Un anno difficile per il Comune dell’Aquila che per la prima volta è stato coinvolto in una inchiesta per presunte tangenti con dimissioni del vicesindaco, Roberto Riga, indagato, e l’annuncio di lasciare del sindaco, non indagato, poi rientrato al suo posto dopo gli attestati di stima.

Nel capitolo fondi, dopo i circa 12 miliardi di euro già spesi, per rispettare il crono programma stilato dal Comune che prevede la ricostruzione entro il 2018, secondo Di Stefano occorrono circa quattro miliardi per l’edilizia privata e circa mezzo miliardo per quella pubblica.

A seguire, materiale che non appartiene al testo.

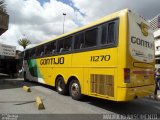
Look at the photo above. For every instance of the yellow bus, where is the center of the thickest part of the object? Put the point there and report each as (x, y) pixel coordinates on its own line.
(111, 58)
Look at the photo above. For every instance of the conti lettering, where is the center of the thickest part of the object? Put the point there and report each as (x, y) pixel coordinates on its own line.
(100, 58)
(51, 61)
(141, 42)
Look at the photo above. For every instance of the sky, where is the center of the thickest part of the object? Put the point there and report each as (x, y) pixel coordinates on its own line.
(40, 20)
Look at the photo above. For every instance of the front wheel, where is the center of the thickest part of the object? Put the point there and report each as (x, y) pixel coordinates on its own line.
(75, 90)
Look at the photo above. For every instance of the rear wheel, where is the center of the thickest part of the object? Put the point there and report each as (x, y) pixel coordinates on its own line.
(75, 90)
(60, 86)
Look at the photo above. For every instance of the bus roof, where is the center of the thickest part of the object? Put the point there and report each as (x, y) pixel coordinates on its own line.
(101, 20)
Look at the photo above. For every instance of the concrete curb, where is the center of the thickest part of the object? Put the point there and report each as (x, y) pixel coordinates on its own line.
(27, 89)
(39, 103)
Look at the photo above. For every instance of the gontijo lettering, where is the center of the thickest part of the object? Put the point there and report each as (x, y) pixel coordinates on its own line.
(51, 61)
(141, 42)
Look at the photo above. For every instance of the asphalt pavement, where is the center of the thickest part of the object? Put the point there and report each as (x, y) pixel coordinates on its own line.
(14, 100)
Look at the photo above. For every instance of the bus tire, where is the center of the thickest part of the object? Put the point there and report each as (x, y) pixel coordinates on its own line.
(75, 90)
(60, 86)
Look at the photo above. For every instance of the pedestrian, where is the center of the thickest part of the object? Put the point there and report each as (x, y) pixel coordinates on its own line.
(157, 78)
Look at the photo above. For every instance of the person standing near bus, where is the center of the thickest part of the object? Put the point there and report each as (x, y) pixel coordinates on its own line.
(157, 80)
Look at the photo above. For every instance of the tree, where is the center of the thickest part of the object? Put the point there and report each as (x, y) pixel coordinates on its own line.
(2, 6)
(24, 42)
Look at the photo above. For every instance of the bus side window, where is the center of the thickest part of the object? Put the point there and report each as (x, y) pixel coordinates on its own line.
(108, 33)
(60, 45)
(91, 37)
(79, 41)
(68, 44)
(26, 54)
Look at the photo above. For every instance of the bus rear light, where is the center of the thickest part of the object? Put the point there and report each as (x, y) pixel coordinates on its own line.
(126, 75)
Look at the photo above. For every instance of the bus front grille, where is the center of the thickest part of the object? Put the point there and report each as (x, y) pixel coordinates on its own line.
(102, 84)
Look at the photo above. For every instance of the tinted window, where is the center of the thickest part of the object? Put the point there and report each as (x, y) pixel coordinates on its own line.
(108, 33)
(26, 54)
(68, 44)
(79, 41)
(91, 38)
(33, 52)
(40, 51)
(50, 48)
(111, 32)
(64, 44)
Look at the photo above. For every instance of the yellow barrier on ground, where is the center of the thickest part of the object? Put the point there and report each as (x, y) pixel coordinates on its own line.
(39, 103)
(27, 89)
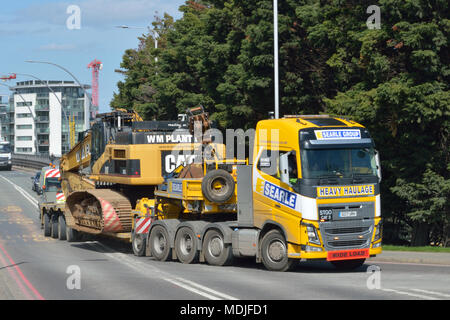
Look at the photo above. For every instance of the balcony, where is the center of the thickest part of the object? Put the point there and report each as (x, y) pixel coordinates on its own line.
(43, 142)
(42, 119)
(41, 107)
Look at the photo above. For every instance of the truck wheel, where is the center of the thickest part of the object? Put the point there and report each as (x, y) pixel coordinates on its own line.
(47, 225)
(138, 242)
(62, 228)
(216, 252)
(218, 186)
(186, 245)
(274, 252)
(348, 264)
(55, 225)
(159, 243)
(72, 235)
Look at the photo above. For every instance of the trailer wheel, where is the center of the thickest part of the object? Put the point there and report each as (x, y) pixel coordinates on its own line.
(138, 242)
(159, 243)
(218, 186)
(47, 225)
(55, 225)
(274, 252)
(72, 235)
(186, 245)
(62, 228)
(215, 250)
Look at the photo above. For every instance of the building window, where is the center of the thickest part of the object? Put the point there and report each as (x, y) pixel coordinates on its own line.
(25, 138)
(23, 115)
(25, 104)
(24, 126)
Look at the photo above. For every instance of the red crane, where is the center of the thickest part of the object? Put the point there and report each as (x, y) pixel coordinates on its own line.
(96, 67)
(10, 77)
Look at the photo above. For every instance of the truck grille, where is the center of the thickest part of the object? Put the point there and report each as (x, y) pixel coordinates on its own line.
(346, 243)
(337, 235)
(346, 230)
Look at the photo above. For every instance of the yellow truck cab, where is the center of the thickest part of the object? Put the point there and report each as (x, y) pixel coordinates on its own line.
(310, 190)
(317, 179)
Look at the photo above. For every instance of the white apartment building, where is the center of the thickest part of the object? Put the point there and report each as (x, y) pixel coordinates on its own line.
(41, 117)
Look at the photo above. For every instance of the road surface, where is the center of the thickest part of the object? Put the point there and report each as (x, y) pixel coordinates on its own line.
(34, 267)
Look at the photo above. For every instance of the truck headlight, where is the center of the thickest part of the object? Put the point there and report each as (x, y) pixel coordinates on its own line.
(311, 231)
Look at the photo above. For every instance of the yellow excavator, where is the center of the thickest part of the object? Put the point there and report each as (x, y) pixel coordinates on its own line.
(113, 171)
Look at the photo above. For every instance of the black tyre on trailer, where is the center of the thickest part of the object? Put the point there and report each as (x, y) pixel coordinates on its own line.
(218, 186)
(62, 234)
(47, 224)
(215, 250)
(186, 245)
(274, 251)
(138, 243)
(54, 221)
(159, 243)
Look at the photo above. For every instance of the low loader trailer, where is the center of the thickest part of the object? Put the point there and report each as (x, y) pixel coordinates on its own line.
(311, 192)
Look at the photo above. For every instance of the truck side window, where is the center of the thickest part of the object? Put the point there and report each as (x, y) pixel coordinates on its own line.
(268, 163)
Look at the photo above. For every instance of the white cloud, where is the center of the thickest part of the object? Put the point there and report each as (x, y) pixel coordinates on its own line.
(100, 12)
(57, 47)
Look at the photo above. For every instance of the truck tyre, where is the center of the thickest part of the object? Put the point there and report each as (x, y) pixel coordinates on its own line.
(138, 242)
(47, 225)
(186, 245)
(348, 264)
(72, 235)
(215, 250)
(218, 186)
(55, 224)
(274, 251)
(62, 228)
(160, 243)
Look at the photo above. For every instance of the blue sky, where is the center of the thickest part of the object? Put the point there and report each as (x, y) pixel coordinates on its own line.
(37, 30)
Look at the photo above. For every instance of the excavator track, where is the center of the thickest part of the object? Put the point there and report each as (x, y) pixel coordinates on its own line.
(99, 211)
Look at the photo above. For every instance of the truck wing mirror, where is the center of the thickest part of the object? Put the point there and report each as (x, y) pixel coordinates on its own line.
(378, 164)
(284, 168)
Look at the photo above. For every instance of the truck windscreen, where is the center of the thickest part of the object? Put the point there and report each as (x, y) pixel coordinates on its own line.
(52, 184)
(338, 163)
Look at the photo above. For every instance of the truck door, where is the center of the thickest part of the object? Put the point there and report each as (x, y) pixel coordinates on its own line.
(275, 174)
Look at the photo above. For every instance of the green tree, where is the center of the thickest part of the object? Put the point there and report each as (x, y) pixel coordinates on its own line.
(394, 80)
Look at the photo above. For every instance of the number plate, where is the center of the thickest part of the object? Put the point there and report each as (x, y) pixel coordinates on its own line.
(348, 254)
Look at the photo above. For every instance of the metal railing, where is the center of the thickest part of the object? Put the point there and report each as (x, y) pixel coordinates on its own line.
(32, 161)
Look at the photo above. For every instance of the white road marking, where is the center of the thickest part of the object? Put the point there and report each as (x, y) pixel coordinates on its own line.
(219, 294)
(413, 264)
(432, 292)
(26, 195)
(151, 270)
(410, 294)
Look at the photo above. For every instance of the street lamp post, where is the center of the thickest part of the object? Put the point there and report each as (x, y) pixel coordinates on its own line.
(275, 45)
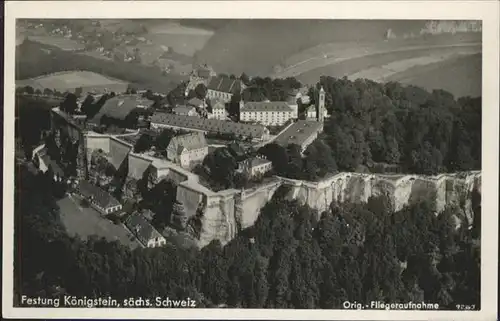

E dice: “La città non si arrende, anche se soffre”. Sulle risorse arriva l’impegno del sottosegretario all’Economia, Giovanni Legnini, che ha appena ricevuto la delega alla ricostruzione. “Lavoro a una soluzione finanziaria e legislativa stabile. Non si può tirare la giacchetta al Governo ogni sei mesi”, ha detto.

Quindi la ricostruzione: oltre 300 cantieri di aggregati nel centro storico del capoluogo e 1.500 nelle zone periferiche; oltre 11.500 addetti occupati e 1.400 imprese da 86 province italiane. Nei comuni del cratere sono 662 i cantieri nelle periferie e 138 nei centri storici. In 46 mila sono rientrati in casa. Per i beni architettonici, simbolo della ripresa il restauro in corso della Basilica di Collemaggio. In tutto i cantieri avviati in aggregati con edifici vincolati sono 101. E sabato notte tutti insieme, all’Aquila, fiaccole in mano, per non dimenticare.